Extended UNIX coding

from Wikipedia, the free encyclopedia

Extended UNIX code ( abbreviation EUC ) is an 8- bit - character encoding , mainly for Chinese , Japanese and Korean is needed. EUC is a collective term for various encodings that can encode up to four different character sets depending on the country . Originally developed by the Open Software Foundation (OSF), Unix International (UI) and the Unix System Laboratories Pacific ( USLP ) as the standard coding for UNIX systems, this coding is used less and less today because it is often based on more common local coding ( Shift -JIS , Big5 etc.) and / or Unicode ( UTF-8 ) has been replaced.

Similarities

All EUC codes have some things in common:

  • They support up to four different character sets, called code sets in EUC terminology . Code set 0 is always (7-bit) - ASCII , code sets 1–3 are different depending on the subspecies.
  • Code set 0 is always coded directly by a byte.
  • There are two special characters ( escape characters ) that are used to switch to Code Set 2 or Code Set 3: SS2 (0x8e) and SS3 (0x8f).
  • The non-ASCII range from 0xa0–0xff is used for multi-byte characters.

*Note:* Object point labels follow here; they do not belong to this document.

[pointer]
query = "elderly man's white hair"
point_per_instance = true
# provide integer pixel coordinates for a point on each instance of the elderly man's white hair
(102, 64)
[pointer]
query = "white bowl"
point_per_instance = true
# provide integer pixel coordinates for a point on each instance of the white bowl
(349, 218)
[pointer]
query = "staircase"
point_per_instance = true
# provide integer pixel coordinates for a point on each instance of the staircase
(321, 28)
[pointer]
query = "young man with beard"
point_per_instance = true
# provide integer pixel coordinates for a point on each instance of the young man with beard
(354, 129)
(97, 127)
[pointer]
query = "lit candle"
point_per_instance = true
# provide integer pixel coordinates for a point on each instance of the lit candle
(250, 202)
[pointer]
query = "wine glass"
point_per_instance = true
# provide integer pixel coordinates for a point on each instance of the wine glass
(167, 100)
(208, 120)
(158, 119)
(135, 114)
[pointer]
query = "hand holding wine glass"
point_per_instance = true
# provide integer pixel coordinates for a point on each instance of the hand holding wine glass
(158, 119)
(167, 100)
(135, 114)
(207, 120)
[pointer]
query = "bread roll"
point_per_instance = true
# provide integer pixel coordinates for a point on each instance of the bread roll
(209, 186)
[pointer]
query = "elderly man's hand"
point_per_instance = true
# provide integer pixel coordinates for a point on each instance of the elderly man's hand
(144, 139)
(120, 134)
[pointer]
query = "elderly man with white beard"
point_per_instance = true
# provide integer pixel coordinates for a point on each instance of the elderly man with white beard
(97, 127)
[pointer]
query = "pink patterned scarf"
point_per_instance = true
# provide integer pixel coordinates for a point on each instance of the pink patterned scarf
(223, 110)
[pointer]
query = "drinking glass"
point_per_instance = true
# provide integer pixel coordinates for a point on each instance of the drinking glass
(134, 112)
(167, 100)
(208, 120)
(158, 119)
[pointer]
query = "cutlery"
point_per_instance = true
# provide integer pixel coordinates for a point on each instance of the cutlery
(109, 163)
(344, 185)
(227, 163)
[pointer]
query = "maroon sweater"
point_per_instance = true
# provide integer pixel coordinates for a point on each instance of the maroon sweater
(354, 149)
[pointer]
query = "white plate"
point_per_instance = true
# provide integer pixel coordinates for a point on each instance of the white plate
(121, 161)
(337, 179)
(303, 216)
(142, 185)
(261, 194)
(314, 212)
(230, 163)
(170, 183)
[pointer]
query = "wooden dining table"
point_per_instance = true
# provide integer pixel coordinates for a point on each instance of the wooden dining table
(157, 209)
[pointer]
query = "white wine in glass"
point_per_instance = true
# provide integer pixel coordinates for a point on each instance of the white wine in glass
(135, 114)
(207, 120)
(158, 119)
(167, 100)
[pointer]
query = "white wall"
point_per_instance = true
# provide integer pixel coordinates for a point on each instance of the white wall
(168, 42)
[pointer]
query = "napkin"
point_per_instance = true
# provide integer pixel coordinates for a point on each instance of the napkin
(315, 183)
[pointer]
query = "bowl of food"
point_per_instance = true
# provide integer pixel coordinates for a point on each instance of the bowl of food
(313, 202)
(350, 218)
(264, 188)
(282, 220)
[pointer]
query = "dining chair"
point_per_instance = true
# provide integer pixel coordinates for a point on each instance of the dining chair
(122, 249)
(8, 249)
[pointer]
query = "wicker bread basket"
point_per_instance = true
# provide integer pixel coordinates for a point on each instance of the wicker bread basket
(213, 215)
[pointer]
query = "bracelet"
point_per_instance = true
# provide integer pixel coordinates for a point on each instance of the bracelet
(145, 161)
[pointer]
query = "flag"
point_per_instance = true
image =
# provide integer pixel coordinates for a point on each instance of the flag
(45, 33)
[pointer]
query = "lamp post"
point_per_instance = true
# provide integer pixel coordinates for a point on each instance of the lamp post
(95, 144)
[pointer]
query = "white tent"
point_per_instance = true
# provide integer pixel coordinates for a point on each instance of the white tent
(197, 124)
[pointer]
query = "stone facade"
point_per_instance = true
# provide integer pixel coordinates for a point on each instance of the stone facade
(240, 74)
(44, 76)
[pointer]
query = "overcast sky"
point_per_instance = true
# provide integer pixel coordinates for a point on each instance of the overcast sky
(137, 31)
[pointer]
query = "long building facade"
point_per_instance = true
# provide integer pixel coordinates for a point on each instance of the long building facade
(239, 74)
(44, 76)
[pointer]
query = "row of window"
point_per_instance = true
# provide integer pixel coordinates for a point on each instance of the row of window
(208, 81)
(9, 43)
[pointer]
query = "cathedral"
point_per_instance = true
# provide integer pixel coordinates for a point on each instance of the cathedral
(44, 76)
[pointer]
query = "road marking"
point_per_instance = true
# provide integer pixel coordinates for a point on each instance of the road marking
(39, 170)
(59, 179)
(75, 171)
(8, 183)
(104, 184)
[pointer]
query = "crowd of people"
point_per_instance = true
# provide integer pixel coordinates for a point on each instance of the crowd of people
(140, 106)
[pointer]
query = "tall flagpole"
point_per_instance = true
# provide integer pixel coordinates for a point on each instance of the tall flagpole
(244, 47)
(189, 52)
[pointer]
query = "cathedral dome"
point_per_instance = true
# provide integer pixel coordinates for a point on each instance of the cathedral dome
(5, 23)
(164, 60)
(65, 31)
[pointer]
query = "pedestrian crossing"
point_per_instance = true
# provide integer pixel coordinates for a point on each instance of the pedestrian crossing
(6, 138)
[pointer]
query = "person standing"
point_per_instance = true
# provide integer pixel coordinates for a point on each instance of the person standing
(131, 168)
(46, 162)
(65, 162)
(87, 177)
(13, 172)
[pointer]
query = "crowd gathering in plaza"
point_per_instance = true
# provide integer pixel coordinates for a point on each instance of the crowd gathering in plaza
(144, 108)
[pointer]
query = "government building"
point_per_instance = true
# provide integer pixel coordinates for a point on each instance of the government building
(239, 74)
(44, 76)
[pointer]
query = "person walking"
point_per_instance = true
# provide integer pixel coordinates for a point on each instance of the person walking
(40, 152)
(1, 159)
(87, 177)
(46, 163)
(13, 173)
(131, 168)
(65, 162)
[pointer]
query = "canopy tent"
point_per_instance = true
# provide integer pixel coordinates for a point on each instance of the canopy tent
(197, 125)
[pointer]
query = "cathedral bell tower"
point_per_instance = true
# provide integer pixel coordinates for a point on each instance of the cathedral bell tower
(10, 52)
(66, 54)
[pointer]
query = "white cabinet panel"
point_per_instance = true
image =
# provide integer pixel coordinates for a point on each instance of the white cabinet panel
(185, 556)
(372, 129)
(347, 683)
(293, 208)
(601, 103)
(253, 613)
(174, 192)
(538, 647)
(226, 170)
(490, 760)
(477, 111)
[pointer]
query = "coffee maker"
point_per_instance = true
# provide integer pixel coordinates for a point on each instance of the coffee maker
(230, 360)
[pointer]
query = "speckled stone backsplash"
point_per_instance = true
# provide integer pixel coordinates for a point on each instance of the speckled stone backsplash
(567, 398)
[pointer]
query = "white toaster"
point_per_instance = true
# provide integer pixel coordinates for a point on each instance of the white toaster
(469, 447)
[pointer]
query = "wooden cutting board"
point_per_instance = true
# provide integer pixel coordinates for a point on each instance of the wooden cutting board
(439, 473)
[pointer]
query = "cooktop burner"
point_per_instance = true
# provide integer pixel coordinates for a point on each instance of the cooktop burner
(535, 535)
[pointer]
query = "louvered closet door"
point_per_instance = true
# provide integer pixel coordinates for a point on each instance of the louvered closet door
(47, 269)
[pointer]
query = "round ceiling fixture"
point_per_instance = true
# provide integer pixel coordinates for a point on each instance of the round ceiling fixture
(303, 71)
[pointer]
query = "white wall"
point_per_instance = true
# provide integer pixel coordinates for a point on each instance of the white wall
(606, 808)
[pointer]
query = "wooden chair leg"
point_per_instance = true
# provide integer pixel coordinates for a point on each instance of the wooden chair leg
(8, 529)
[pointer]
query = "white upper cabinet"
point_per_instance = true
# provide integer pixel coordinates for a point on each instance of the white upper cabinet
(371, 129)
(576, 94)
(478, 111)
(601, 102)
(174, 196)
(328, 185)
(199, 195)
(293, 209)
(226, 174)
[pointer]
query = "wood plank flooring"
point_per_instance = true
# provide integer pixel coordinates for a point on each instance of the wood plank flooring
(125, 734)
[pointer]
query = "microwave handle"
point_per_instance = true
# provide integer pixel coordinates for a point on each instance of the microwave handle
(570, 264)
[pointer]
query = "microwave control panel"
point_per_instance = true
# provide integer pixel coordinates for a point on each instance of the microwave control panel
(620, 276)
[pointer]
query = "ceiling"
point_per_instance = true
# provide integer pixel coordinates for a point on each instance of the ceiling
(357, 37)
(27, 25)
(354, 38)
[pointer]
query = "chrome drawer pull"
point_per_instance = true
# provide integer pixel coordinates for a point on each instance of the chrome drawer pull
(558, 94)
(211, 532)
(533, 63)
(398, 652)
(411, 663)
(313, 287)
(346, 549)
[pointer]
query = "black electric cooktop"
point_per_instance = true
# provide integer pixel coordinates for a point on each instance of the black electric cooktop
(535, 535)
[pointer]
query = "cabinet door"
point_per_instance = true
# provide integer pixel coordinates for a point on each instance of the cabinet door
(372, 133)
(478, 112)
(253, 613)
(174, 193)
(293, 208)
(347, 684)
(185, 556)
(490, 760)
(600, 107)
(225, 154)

There are several coding options for code sets 1 to 3 (different depending on the sub-variant of EUC). The following codes are possible:

Code set version 1 Variant 2 Variation 3
Code set 0 1 byte: 0x21-0x7e
Code set 1 1 byte: 0xa0-0xff 2 bytes: 0xa0–0xff, 0xa0–0xff 3 bytes: 0xa0–0xff, 0xa0–0xff, 0xa0–0xff
Code set 2 2 bytes: 0x8e, 0xa0–0xff 3 bytes: 0x8e, 0xa0–0xff, 0xa0–0xff 4 bytes: 0x8e, 0xa0–0xff, 0xa0–0xff, 0xa0–0xff
Code set 3 2 bytes: 0x8f, 0xa0–0xff 3 bytes: 0x8f, 0xa0–0xff, 0xa0–0xff 4 bytes: 0x8f, 0xa0–0xff, 0xa0–0xff, 0xa0–0xff

EUC-JP

EUC-JP is the variant used in Japan.

Code set 0 is ASCII (more precisely JIS-Roman ) and is coded directly by a byte from the range 0x21 to 0x7e.

Code set 1 is JIS X 0208: 1997 and is coded by two characters (variant 2 in the table above)

Code Set 2 are half-width katakana , which are also coded by two bytes (variant 1 in the table). The second byte is only from the range 0xa1 to 0xdf, since there are only 56 katakana (and a handful of special characters) and these then correspond to the 1-byte coding from JIS X 0201: 1997 (only with the escape character 0x8e as a prefix ).

In Code Set 3, JIS X 0212: 1990 is coded in the three-byte variant.

EUC-KR

EUC-KR is the version of EUC used in Korea. It is similar to ISO-2022-KR (or KS X 1001 ).

EUC-CN

EUC-CN is used in China and is equivalent to GB2312 . It encodes the simplified Chinese characters.

EUC-TW

Originally developed for Taiwan, EUC-TW is rarely used. Big5 is much more common there . Both encode the traditional Chinese characters.